Only requirement is they have the same number of elements.
::
int
PyArray_CanCastSafely(int fromtype, int totype)
Check the type coercion rules.
::
npy_bool
PyArray_CanCastTo(PyArray_Descr *from, PyArray_Descr *to)
leaves reference count alone --- cannot be NULL
::
int
PyArray_ObjectType(PyObject *op, int minimum_type)
Return the typecode of the array a Python object would be converted to
::
PyArray_Descr *
PyArray_DescrFromObject(PyObject *op, PyArray_Descr *mintype)
new reference -- accepts NULL for mintype
::
PyArrayObject **
PyArray_ConvertToCommonType(PyObject *op, int *retn)
::
PyArray_Descr *
PyArray_DescrFromScalar(PyObject *sc)
Return descr object from array scalar.
New reference
::
PyArray_Descr *
PyArray_DescrFromTypeObject(PyObject *type)
::
npy_intp
PyArray_Size(PyObject *op)
Compute the size of an array (in number of items)
::
PyObject *
PyArray_Scalar(void *data, PyArray_Descr *descr, PyObject *base)

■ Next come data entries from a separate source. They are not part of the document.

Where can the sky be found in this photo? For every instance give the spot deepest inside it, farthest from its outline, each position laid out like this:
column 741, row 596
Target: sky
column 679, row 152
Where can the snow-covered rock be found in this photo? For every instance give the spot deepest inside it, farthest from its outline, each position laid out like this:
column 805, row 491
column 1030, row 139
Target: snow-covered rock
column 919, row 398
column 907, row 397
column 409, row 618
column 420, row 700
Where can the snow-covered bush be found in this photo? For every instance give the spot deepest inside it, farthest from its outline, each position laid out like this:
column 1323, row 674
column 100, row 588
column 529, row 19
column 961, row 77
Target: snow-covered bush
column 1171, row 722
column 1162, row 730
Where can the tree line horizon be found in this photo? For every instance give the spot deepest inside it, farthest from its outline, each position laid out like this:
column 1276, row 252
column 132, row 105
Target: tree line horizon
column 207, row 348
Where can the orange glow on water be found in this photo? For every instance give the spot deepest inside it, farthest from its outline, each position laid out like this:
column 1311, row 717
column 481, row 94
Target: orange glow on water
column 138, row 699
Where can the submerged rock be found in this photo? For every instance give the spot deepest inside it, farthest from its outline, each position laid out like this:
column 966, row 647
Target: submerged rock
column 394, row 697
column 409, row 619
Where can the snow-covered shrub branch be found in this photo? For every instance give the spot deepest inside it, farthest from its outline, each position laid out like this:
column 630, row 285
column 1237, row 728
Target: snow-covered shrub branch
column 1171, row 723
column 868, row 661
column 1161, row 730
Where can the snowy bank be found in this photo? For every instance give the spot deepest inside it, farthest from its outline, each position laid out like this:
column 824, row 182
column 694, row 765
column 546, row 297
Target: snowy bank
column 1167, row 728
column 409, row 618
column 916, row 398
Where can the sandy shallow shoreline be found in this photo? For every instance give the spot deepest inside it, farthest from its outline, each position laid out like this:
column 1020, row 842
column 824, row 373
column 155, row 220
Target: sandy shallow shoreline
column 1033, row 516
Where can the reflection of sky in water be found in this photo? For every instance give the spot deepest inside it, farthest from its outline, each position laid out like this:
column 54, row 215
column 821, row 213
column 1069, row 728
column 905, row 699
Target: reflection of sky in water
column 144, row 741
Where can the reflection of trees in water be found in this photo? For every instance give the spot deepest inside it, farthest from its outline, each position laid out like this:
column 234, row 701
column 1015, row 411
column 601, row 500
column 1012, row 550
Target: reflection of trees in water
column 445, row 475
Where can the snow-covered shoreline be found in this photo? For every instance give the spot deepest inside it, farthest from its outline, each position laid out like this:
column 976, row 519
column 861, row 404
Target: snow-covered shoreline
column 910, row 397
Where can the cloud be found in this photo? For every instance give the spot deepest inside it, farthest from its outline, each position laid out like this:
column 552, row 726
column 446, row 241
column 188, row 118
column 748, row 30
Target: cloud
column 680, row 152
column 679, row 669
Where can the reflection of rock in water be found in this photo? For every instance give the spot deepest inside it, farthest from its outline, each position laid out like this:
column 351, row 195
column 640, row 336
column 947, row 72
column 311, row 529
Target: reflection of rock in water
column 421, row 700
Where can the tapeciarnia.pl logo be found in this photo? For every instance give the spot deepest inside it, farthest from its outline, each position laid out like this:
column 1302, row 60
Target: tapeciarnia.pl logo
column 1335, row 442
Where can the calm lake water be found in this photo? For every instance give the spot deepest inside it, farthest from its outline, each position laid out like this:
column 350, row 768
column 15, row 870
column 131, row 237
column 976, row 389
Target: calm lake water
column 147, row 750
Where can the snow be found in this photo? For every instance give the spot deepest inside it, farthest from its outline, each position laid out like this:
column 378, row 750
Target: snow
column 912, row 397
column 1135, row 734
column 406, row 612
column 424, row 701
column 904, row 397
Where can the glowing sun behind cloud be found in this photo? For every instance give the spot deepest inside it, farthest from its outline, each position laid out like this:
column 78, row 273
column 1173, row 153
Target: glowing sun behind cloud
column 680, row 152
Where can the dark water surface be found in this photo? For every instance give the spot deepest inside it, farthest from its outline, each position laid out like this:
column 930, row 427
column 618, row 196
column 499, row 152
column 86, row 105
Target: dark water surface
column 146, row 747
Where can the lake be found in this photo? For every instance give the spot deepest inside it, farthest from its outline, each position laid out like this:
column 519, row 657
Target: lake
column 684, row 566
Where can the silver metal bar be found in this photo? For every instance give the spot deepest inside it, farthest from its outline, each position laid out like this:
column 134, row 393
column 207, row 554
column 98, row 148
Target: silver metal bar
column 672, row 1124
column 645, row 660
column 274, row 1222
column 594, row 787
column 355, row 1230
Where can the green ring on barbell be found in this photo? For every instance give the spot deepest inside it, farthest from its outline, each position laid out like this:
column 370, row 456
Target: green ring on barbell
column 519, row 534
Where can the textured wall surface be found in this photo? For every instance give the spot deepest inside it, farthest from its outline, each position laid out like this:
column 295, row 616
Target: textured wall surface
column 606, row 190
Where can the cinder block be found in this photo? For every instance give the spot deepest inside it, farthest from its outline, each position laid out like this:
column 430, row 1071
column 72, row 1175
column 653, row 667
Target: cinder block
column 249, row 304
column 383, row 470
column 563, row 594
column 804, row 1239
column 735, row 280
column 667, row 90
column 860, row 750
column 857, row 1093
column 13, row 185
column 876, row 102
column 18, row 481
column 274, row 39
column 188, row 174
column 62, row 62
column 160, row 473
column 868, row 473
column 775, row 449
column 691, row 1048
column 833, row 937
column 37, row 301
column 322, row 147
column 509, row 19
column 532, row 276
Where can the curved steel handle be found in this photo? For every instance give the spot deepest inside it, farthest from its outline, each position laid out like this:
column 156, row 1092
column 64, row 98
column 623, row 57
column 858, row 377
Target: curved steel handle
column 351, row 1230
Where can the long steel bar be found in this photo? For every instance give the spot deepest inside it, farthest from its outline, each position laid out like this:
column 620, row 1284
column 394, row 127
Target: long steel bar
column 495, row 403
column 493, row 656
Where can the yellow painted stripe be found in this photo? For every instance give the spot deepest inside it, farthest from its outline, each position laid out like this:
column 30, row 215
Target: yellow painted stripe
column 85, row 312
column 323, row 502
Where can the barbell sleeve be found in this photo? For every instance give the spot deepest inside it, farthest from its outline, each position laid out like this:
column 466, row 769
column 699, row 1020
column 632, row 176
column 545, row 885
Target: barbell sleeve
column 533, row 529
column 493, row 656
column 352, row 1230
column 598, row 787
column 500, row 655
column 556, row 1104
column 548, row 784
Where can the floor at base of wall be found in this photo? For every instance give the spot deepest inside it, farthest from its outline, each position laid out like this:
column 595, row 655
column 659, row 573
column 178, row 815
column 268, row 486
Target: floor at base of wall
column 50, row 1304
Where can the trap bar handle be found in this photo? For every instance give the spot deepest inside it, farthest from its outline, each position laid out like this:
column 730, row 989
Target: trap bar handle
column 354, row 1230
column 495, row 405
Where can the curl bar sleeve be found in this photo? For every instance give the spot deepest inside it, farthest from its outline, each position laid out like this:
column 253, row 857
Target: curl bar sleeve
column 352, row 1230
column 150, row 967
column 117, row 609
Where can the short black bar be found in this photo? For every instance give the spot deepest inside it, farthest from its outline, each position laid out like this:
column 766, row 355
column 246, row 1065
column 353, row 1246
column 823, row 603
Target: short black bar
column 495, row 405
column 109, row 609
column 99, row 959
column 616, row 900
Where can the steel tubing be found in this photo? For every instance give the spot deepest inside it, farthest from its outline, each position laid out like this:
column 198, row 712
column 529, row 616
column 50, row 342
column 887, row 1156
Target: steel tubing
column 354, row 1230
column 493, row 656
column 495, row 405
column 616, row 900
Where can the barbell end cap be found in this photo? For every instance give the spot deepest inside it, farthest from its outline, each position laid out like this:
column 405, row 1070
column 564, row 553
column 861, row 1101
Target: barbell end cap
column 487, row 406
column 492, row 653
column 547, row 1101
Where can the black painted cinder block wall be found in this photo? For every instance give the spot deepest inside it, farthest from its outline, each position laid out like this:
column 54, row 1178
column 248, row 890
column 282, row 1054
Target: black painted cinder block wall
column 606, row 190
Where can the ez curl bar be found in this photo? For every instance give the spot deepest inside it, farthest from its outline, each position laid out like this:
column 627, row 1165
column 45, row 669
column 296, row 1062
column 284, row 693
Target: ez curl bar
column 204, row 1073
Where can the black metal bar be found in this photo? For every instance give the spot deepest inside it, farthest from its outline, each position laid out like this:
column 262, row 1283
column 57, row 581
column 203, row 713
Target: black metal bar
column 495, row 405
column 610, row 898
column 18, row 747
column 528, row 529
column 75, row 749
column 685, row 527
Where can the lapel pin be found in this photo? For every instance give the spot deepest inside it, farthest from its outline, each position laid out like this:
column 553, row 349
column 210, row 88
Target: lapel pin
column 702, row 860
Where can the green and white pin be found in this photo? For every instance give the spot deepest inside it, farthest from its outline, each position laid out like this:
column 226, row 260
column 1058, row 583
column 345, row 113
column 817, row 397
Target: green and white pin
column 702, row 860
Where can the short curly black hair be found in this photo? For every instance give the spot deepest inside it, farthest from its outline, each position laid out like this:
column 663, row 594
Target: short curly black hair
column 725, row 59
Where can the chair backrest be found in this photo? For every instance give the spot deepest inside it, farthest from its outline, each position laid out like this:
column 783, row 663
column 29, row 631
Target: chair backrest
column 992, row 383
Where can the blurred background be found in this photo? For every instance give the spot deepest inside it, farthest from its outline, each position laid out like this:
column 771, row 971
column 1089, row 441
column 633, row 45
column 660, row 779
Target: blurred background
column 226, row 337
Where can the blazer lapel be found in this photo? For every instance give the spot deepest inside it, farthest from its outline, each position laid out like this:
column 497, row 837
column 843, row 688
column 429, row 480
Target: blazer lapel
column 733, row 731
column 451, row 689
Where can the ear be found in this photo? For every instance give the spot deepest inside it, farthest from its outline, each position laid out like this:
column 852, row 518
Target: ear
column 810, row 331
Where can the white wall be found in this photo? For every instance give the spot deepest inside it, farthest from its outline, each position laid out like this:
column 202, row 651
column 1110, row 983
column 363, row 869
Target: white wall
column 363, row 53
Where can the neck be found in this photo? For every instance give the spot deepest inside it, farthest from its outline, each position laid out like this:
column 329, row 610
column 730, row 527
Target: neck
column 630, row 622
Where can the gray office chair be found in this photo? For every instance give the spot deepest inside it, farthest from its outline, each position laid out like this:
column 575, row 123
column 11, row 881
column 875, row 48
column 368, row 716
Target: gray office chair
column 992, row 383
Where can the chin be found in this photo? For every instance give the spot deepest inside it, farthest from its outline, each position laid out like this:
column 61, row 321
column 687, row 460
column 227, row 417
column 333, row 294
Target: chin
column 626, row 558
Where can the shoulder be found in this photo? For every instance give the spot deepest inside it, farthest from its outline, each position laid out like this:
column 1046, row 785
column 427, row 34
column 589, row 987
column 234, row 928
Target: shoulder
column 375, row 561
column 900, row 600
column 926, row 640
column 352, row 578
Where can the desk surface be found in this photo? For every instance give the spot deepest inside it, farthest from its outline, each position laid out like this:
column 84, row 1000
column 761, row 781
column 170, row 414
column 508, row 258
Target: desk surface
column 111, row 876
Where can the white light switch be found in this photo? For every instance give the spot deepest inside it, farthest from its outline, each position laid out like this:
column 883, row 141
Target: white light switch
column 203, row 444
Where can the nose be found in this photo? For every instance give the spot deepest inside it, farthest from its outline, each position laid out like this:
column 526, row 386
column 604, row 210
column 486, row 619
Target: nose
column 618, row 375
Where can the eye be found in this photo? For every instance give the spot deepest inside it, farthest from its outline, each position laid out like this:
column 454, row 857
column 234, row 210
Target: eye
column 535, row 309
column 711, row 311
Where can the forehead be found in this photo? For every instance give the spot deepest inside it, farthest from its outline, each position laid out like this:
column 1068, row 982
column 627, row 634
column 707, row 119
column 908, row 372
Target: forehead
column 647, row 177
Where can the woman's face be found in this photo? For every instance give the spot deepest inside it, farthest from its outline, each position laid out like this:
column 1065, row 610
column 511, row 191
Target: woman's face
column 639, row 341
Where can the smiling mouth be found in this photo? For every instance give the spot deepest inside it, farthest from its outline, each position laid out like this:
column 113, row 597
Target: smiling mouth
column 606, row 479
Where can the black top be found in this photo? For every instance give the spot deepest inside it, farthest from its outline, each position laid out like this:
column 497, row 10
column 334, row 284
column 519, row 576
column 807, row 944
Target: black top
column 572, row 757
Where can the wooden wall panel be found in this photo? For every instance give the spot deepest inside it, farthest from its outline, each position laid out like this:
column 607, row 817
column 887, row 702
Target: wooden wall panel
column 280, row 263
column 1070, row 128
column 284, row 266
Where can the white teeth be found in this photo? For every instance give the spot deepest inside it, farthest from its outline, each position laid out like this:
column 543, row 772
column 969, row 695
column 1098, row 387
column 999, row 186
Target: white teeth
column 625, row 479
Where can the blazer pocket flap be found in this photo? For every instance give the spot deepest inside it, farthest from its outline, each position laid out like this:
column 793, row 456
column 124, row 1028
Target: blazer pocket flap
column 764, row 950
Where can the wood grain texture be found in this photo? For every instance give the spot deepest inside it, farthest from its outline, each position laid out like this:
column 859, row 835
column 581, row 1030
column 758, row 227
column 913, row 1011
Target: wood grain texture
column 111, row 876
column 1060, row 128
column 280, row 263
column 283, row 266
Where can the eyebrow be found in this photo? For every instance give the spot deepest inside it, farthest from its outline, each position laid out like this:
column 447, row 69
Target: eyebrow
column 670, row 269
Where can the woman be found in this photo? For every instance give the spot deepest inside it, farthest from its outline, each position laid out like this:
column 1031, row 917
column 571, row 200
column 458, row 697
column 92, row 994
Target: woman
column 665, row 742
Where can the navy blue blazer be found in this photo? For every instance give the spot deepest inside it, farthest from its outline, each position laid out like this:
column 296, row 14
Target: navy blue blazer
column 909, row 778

Get scalar-equivalent to a region of memory described by a descriptor.
::
PyObject *
PyArray_FromScalar(PyObject *scalar, PyArray_Descr *outcode)
Get 0-dim array from scalar
0-dim array from array-scalar object
always contains a copy of the data
unless outcode is NULL, it is of void type and the referrer does
not own it either.
steals reference to outcode
::
void
PyArray_ScalarAsCtype(PyObject *scalar, void *ctypeptr)
Convert to c-type
no error checking is performed -- ctypeptr must be same type as scalar
in case of flexible type, the data is not copied
into ctypeptr which is expected to be a pointer to pointer
::
int
PyArray_CastScalarToCtype(PyObject *scalar, void
*ctypeptr, PyArray_Descr *outcode)
Cast Scalar to c-type
The output buffer must be large-enough to receive the value
Even for flexible types which is different from ScalarAsCtype
where only a reference for flexible types is returned
This may not work right on narrow builds for NumPy unicode scalars.
::
int
PyArray_CastScalarDirect(PyObject *scalar, PyArray_Descr
*indescr, void *ctypeptr, int outtype)
Cast Scalar to c-type
::
PyObject *
PyArray_ScalarFromObject(PyObject *object)
Get an Array Scalar From a Python Object
Returns NULL if unsuccessful but error is only set if another error occurred.
Currently only Numeric-like object supported.
::
PyArray_VectorUnaryFunc *
PyArray_GetCastFunc(PyArray_Descr *descr, int type_num)
Get a cast function to cast from the input descriptor to the
output type_number (must be a registered data-type).
Returns NULL if un-successful.
::
PyObject *
PyArray_FromDims(int nd, int *d, int type)
Construct an empty array from dimensions and typenum
::
PyObject *
PyArray_FromDimsAndDataAndDescr(int nd, int *d, PyArray_Descr
*descr, char *data)
Like FromDimsAndData but uses the Descr structure instead of typecode
as input.
::
PyObject *
PyArray_FromAny(PyObject *op, PyArray_Descr *newtype, int
min_depth, int max_depth, int flags, PyObject
*context)
Does not check for ENSURECOPY and NOTSWAPPED in flags
Steals a reference to newtype --- which can be NULL
::
PyObject *
PyArray_EnsureArray(PyObject *op)
This is a quick wrapper around PyArray_FromAny(op, NULL, 0, 0, ENSUREARRAY)
that special cases Arrays and PyArray_Scalars up front
It *steals a reference* to the object
It also guarantees that the result is PyArray_Type
Because it decrefs op if any conversion needs to take place
so it can be used like PyArray_EnsureArray(some_function(...))
::
PyObject *
PyArray_EnsureAnyArray(PyObject *op)
::
PyObject *
PyArray_FromFile(FILE *fp, PyArray_Descr *dtype, intp num, char *sep)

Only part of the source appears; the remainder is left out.